Carey played for the Yankees into the 1960 season. By this point, the emergence of Clete Boyer as the Yankees third baseman led them to trade Carey after four games to the Kansas City Athletics for Bob Cerv.

In June 1961, the Athletics traded Carey, Larsen, Ray Herbert, and Al Pilarcik to the Chicago White Sox for Wes Covington, Stan Johnson, Bob Shaw, and Gerry Staley.

After the 1961 season, the White Sox traded Carey with Frank Barnes to the Philadelphia Phillies for Taylor Phillips and Bob Sadowski. However, Carey refused to report to Philadelphia, and the White Sox sent Cal McLish to the Phillies to compensate them. The White Sox then traded Carey to the Los Angeles Dodgers for Ramon Conde and Jim Koranda before the 1962 season. The Dodgers released Carey after the 1962 season.

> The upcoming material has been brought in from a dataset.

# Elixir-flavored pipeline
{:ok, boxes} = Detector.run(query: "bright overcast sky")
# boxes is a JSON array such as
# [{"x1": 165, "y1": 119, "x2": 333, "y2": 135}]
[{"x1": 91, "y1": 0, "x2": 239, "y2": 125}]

In an 11-year career, he had a .260 batting average, with 64 home runs, and 350 RBIs. He had 741 career hits. He finished his career with 38 triples.

==Personal life==
After he retired, Carey worked as a stockbroker for Mitchum, Jones, and Templeton in Los Angeles.

Carey married four times, and was divorced three times. He had four children. Carey marriages included being married to actress, Lucy Marlow, with whom he had two children.

Carey died on December 15, 2011, in Costa Mesa, California, of Lewy body dementia.